My interest in politics has subsided somewhat of late. With my broken eardrum, I feel as though my entire brain has been pushed to one side of my head, and I find myself taking circuitous routes along even a straight path, as if I were caught in a spirograph. I no longer think in a fair and balanced way.

When the brain fails, there is always sports to turn to. I filled out a bracket on one of the sports sites, and I have Utah State winning it all. I like college basketball because most of the kids seem to care about whether they win or lose, and many of the prominent players are white kids. When I watch an NBA game, I see a bunch of disinterested, self-absorbed black players and a few pimped-out Europeans, but where are the heros who represent me? I would like to see a white player dominate a game, a white player who maybe drinks too much but promises hospitalized kids that he'll drop 50 points against the Knicks, and then he does it, by God! Go Utah State!

Wednesday, March 16, 2005

Spam and Water Boards

Mistakes happen. I'm trying to take a Zen approach to this whole sordid ordeal. There I was, minding my own business in the White House garden, mentally preparing myself for the second debate between Mr. George and that housedog-of-a man John Kerry, when all of a sudden my world turned black with tiny white spots. When I came to, I found myself cold and wet and naked, strapped to a water board somewhere in Cuba. As I felt myself being lowered up-side-down into the icy water, I shouted "I'm an American! I know Karl Ro-" before the water stifled my cries. What seemed like two minutes later, I was raised from out of the water. A man speaking Arabic with a thick Spanish accent punched me just below the rib cage and spoke in crazy jibberish. I can wrote no more of this. For the last few months I have been locked in a tiny prison cell, beaten and assaulted on a regular basis by my fellow countrymen. And countrywomen.
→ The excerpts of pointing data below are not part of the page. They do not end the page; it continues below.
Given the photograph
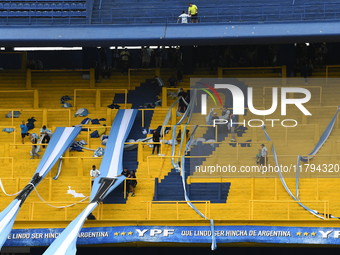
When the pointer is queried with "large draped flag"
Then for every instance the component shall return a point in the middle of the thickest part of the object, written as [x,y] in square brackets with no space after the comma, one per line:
[61,140]
[110,167]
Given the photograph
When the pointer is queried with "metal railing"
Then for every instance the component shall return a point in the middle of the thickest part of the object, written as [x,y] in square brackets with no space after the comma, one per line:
[207,13]
[288,203]
[149,208]
[98,96]
[225,13]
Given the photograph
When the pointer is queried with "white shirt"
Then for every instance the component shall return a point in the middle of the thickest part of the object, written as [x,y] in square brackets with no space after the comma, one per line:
[184,18]
[94,173]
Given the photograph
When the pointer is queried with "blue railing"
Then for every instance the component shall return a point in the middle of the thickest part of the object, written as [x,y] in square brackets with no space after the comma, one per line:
[227,13]
[52,13]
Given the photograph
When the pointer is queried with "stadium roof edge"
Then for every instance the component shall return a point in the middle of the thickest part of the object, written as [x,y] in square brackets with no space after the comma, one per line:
[182,34]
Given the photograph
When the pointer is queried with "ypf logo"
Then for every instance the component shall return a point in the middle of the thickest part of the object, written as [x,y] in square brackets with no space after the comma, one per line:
[238,99]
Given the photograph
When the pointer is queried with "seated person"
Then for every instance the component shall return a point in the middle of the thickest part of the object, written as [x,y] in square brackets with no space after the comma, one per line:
[172,81]
[46,133]
[133,182]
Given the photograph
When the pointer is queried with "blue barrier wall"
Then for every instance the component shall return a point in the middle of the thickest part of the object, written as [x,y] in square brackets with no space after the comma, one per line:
[174,34]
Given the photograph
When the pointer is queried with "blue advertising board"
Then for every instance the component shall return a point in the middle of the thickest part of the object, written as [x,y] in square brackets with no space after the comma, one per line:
[181,234]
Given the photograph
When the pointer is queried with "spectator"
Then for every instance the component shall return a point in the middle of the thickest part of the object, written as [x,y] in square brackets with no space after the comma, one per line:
[180,67]
[94,173]
[146,56]
[126,173]
[133,183]
[192,10]
[183,17]
[97,71]
[30,64]
[183,100]
[159,82]
[172,81]
[125,59]
[264,156]
[24,131]
[106,72]
[45,133]
[103,56]
[34,141]
[232,126]
[215,117]
[165,57]
[226,116]
[38,64]
[155,138]
[115,57]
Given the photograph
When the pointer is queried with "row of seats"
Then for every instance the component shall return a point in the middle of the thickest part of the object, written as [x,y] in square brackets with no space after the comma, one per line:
[43,14]
[40,6]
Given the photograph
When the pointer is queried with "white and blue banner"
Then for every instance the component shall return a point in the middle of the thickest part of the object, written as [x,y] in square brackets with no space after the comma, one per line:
[110,168]
[181,234]
[59,143]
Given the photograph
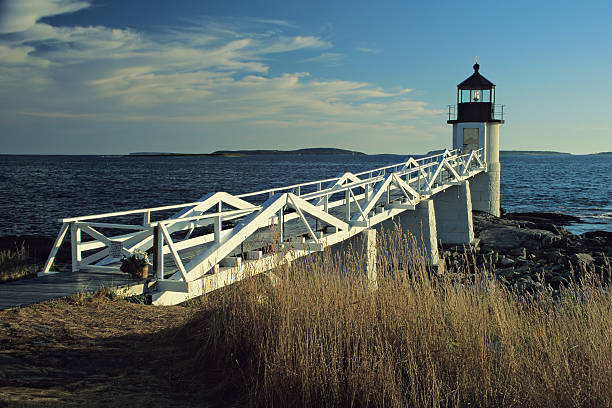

If there is a silver lining to this black cloud, it's this -- the U.S. government knows how to torture and extract information. I told them everything. Everything! I told them about petty cash at the A&P, I told them about the pumpkins and Mrs. Butterfield, who was married and lonely and soft to the touch, I even told them about the government-owned gardening equipment in my apartment. While I knew that I was being tortured for no good reason, I took comfort in knowing that many of the people in prison were being tortured for a good reason. I am but a tree in a large forest. A tree with a soggy lungs and a broken eardrum, but more importantly, part of a forest. A forest that has some miserable trees being beaten and raped, but a large and thriving forest nonetheless. I have moved on mentally, and I am ready to resume my gardening roles.

Please, dear reader, forgive my absence. I promise that it will never, ever happen again.